Trailing Toyota is VW and its proudly South African offering is obviously not a bakkie. VW claims both second and fourth most popular locally built vehicles placings, with its Vivo and Polo models.

For the first three months of 2018 VW retailed 7642 Vivos through its dealers, after the cars had been assembled at its Uitenhage facility. The notably more modern Polo didn’t trail its affordable sibling by too much either, with 5995 sales classifying it fourth overall. 

In third place, between the generations of Polo, is Ford’s Ranger bakkie. The Toyota Hilux’s most credible rival in terms of outright sales momentum, 6775 Rangers were delivered to new owners in South Africa over the duration of Q1.

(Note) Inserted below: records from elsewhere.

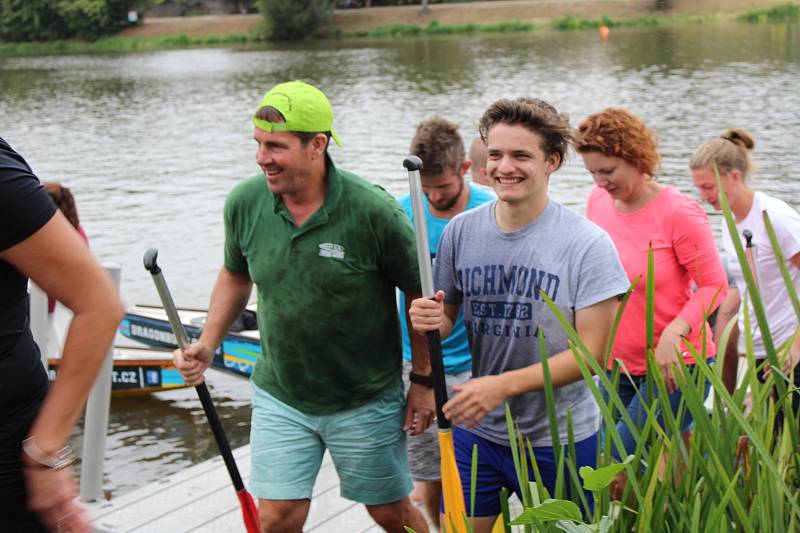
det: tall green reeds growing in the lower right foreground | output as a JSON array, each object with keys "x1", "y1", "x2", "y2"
[{"x1": 410, "y1": 162, "x2": 800, "y2": 533}]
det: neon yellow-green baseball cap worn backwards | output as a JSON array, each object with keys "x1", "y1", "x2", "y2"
[{"x1": 253, "y1": 81, "x2": 342, "y2": 146}]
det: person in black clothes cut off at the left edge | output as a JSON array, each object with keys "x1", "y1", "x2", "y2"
[{"x1": 0, "y1": 138, "x2": 124, "y2": 533}]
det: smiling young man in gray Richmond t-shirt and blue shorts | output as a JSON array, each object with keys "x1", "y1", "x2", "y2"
[{"x1": 410, "y1": 98, "x2": 629, "y2": 533}]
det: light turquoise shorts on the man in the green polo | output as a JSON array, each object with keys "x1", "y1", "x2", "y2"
[{"x1": 250, "y1": 385, "x2": 413, "y2": 505}]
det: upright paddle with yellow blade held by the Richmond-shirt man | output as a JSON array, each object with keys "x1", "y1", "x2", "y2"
[{"x1": 403, "y1": 155, "x2": 466, "y2": 533}]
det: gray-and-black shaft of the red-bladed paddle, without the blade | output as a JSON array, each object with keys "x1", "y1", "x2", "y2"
[{"x1": 144, "y1": 248, "x2": 244, "y2": 492}]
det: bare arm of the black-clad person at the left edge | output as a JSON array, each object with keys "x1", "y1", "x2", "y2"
[{"x1": 0, "y1": 213, "x2": 124, "y2": 454}]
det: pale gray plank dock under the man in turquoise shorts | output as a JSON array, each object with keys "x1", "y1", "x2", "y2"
[{"x1": 88, "y1": 446, "x2": 383, "y2": 533}]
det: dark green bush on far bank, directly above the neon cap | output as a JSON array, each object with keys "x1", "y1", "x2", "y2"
[{"x1": 259, "y1": 0, "x2": 333, "y2": 41}]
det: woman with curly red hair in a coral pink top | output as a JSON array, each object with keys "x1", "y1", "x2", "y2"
[{"x1": 575, "y1": 108, "x2": 728, "y2": 460}]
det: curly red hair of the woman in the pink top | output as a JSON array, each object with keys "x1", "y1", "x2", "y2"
[{"x1": 575, "y1": 107, "x2": 659, "y2": 176}]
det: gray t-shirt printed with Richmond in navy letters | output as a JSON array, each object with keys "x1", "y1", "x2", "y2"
[{"x1": 434, "y1": 200, "x2": 629, "y2": 447}]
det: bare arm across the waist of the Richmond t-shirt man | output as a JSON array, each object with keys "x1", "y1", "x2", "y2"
[{"x1": 444, "y1": 298, "x2": 618, "y2": 428}]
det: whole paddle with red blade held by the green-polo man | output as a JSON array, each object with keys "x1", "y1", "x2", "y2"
[{"x1": 144, "y1": 248, "x2": 261, "y2": 533}]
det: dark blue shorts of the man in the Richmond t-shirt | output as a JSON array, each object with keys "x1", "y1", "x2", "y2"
[{"x1": 453, "y1": 428, "x2": 597, "y2": 516}]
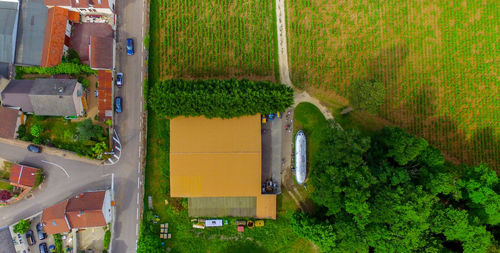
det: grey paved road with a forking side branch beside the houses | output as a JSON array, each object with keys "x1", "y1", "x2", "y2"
[{"x1": 0, "y1": 0, "x2": 145, "y2": 253}]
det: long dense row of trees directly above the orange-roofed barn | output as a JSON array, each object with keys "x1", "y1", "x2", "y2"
[{"x1": 148, "y1": 79, "x2": 293, "y2": 118}]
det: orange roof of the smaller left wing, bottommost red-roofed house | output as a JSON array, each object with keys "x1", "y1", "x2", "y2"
[{"x1": 42, "y1": 200, "x2": 70, "y2": 234}]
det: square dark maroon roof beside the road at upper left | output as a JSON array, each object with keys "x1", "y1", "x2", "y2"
[{"x1": 89, "y1": 36, "x2": 113, "y2": 69}]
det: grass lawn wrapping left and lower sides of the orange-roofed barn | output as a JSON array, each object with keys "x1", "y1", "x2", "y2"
[{"x1": 144, "y1": 113, "x2": 314, "y2": 252}]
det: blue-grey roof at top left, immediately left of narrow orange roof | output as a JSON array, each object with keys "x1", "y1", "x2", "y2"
[{"x1": 15, "y1": 0, "x2": 48, "y2": 66}]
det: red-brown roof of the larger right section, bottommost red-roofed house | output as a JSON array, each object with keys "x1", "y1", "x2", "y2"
[{"x1": 66, "y1": 191, "x2": 106, "y2": 228}]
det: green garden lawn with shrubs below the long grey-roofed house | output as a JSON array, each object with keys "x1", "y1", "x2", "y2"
[{"x1": 20, "y1": 115, "x2": 108, "y2": 158}]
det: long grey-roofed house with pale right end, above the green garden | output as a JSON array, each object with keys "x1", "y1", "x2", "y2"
[{"x1": 1, "y1": 79, "x2": 85, "y2": 116}]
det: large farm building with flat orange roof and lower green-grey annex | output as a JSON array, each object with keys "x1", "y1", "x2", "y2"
[{"x1": 170, "y1": 115, "x2": 276, "y2": 219}]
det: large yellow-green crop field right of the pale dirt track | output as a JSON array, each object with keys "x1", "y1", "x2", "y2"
[{"x1": 287, "y1": 0, "x2": 500, "y2": 171}]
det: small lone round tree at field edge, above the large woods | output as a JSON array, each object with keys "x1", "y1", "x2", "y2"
[{"x1": 349, "y1": 80, "x2": 385, "y2": 114}]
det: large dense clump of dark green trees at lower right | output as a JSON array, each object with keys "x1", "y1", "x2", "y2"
[{"x1": 291, "y1": 127, "x2": 500, "y2": 252}]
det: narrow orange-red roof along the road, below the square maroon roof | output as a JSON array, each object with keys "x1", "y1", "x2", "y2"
[{"x1": 97, "y1": 70, "x2": 113, "y2": 120}]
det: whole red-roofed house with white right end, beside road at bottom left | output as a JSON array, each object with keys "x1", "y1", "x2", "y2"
[{"x1": 42, "y1": 190, "x2": 112, "y2": 234}]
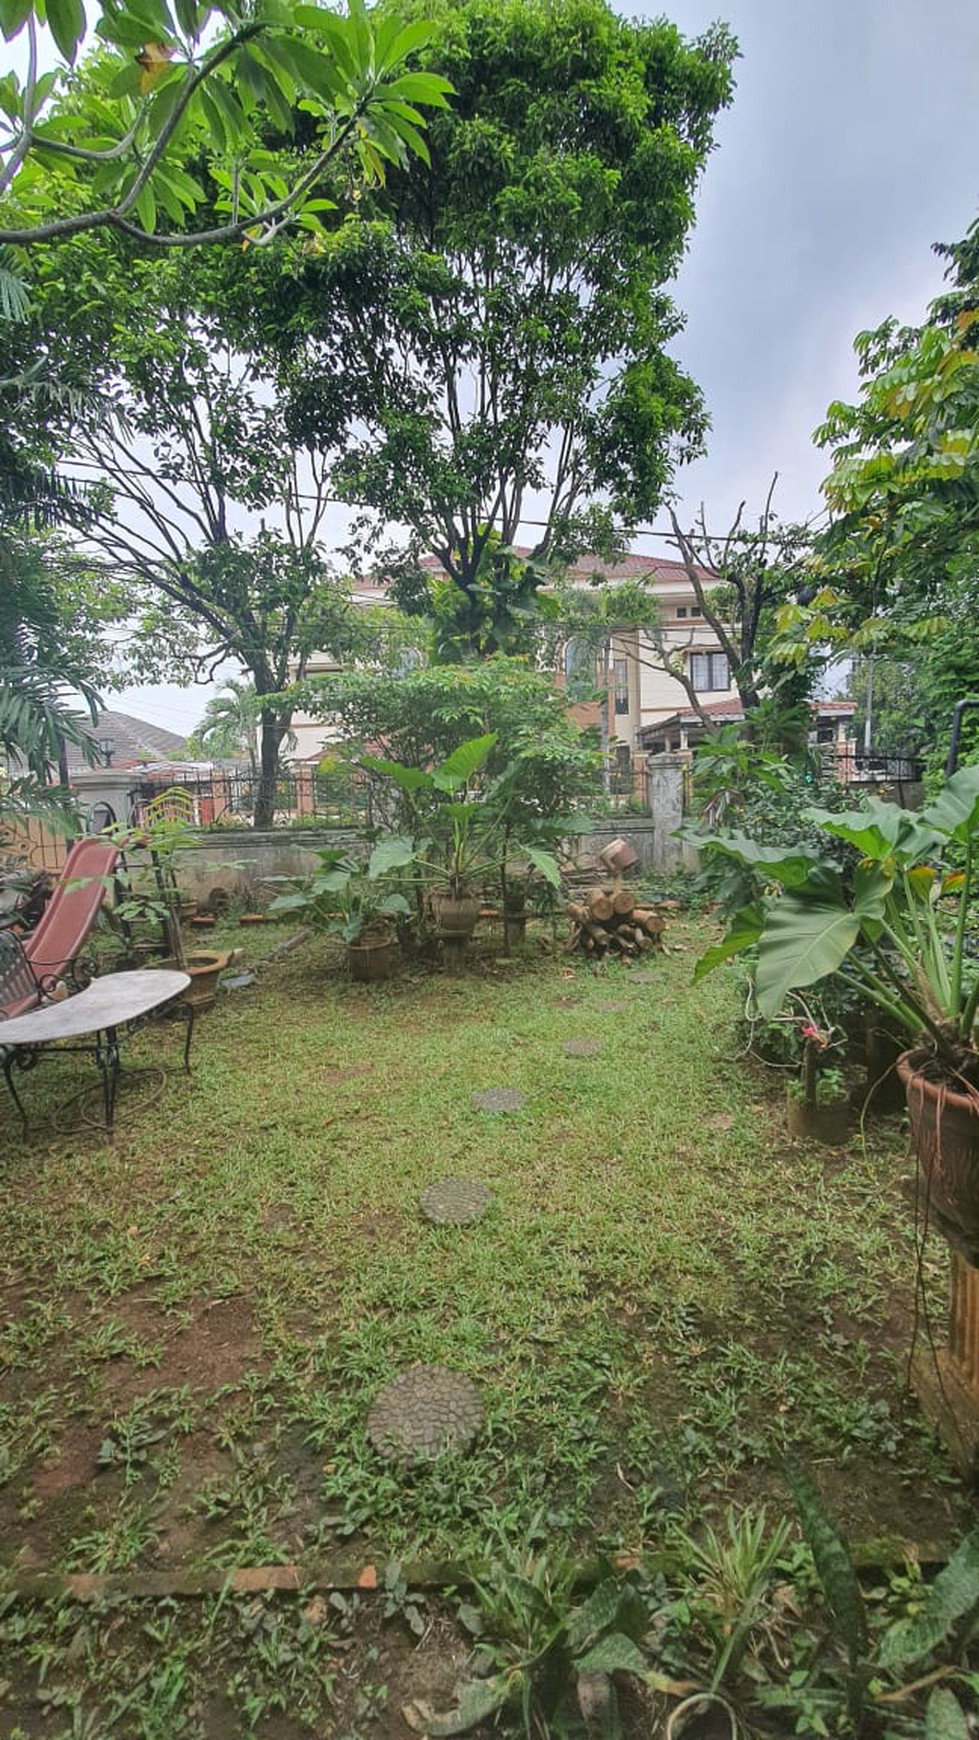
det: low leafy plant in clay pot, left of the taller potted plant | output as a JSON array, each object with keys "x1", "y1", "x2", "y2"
[{"x1": 270, "y1": 835, "x2": 414, "y2": 981}]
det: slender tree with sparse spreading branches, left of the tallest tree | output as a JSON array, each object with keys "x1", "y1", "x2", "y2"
[{"x1": 23, "y1": 235, "x2": 356, "y2": 827}]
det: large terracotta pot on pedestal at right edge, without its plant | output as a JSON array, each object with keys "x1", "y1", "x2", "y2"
[{"x1": 897, "y1": 1051, "x2": 979, "y2": 1246}]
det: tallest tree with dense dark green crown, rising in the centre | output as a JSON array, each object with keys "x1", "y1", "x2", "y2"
[{"x1": 238, "y1": 0, "x2": 734, "y2": 654}]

It’s an impressive number and with a range (no pun intended) nearly the same size as Hilux, a sales comparison between these two locally built bakkies is obvious. That said, the Toyota finished Q1 with Hilux outselling Ranger by 31.5%. 

Rounding out the top five list for most popular locally built vehicles is Nissan. Over many decades its 1400 Champ defied an ageing design to remain South Africa’s favourite compact bakkie and that legacy has been inherited and well defended by NP200.

In fact, Nissan is the only manufacturer who still markets a compact bakkie in South Africa – hence it has the entire market to itself and turned a tidy total of 4837 units from January to March this year.